As of January 2015, almost 20 percent of America’s shopping malls had at least 10 percent of their store lots lying vacant, while 3 percent had vacancy rates of 40 percent or higher, a 2 percent rise in nine years. The majority of malls in the U.S. rely on the custom of middle-income consumers, and it is these middle-income consumers that were hit hardest by the recent recession.
Image via Flickr by Fire At Will [Photography]
If this trend continues, an estimated 10 percent of the country’s 1000+ shopping malls will be forced into closure by 2022, so just what is happening to this once proud American institution?
Mall stalwarts such as Tower Records and Blockbuster were major casualties in the battle between online and traditional commerce. These firms have been forced to change their business model or die if they refuse, often leaving behind empty storefronts in malls that rarely get filled again.
As the recession squeezed their profits, many traditional retailers felt they could no longer compete with online entities. Brand loyalty went out the window as customers went online in search for cut-price goods, which led to dwindling visitor numbers in malls.
These online stores do not need to pay for hundreds of outlets across the country, nor do they need to pay for thousands of staff to run those outlets. Instead, they can slash their budgets and maximize profits by renting only warehouse spaces and offices, and by handling their own distribution, all at a fraction of the cost.
Wider Economic Factors
Take a look at the malls that are continuing to thrive.

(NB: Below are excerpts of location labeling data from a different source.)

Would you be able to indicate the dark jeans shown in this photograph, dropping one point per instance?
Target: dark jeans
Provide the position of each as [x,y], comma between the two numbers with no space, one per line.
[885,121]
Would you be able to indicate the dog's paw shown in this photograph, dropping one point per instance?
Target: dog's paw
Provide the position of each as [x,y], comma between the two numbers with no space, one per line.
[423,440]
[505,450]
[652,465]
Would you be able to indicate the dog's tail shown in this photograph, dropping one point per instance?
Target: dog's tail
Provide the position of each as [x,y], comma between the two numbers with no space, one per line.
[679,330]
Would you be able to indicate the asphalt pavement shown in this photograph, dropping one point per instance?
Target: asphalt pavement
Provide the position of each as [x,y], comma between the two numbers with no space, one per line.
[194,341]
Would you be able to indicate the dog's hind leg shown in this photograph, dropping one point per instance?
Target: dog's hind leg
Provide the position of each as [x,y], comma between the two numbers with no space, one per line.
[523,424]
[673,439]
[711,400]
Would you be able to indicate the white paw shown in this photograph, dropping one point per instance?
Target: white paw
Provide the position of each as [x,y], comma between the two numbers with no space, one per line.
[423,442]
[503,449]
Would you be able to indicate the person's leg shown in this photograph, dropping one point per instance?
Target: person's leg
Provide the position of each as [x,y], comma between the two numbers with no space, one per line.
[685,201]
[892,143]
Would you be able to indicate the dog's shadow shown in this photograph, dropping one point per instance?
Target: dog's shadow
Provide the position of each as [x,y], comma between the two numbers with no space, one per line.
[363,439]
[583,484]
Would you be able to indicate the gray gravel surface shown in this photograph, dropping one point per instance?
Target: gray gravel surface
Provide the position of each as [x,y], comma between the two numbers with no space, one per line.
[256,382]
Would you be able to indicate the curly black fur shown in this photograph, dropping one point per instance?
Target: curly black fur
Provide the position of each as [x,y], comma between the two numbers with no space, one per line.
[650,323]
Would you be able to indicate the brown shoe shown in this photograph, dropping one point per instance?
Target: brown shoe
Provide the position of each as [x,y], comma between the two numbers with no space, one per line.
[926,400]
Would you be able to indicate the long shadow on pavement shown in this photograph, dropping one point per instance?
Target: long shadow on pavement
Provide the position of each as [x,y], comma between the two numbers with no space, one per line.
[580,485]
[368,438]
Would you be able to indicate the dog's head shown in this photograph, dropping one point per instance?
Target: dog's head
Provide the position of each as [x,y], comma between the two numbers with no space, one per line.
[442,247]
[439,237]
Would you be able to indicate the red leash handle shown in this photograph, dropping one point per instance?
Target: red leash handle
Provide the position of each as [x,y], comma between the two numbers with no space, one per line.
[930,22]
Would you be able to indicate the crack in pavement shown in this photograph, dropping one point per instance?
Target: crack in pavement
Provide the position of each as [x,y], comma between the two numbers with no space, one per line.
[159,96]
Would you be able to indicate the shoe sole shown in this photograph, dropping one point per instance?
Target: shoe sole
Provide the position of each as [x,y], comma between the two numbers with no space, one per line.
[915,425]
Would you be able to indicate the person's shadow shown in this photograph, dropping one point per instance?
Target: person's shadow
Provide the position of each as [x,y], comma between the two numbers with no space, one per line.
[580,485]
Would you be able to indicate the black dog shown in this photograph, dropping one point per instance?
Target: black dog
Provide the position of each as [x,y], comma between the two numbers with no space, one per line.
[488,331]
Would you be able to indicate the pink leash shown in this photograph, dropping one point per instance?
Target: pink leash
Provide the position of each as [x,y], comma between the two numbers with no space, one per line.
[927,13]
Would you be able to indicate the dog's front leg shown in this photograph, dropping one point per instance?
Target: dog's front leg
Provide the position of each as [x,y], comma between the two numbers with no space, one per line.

You will see that their common factor is that they are located in high-income areas and provide space exclusively to high-end retailers. This demographic of consumers were the ones with the fiscal fortitude to weather the recession that struck the country at the end of 2007.
Unfortunately, the same can’t be said for the rest of society. Less disposable income in the pockets of low to middle-income consumers meant fewer shoppers in malls across the country, which in turn hit the profits of these malls hard.
An Uncertain Future
Times are hard for businesses in the wake of the recession, but they are also fascinating, and there are opportunities to be had. A reduction in demand for retail properties has naturally driven rent prices back down, making it easier for a retailer to rent mall space. However, very few businesses seem to be willing or able to take the risk.
Consumers who have been wooed by the lower pricing and increased convenience found online will be difficult to win back, but all is not quite lost. After the NSA scandal of 2013, increasing numbers of consumers are opting to take their shopping offline, citing a lack of trust that their personal details will be kept safe.
Whether these consumers will return to shopping malls soon enough, and in great enough numbers, to save these former powerhouses of American commerce remains to be seen. What is for sure, however, is that there are tough times ahead for the American shopping mall.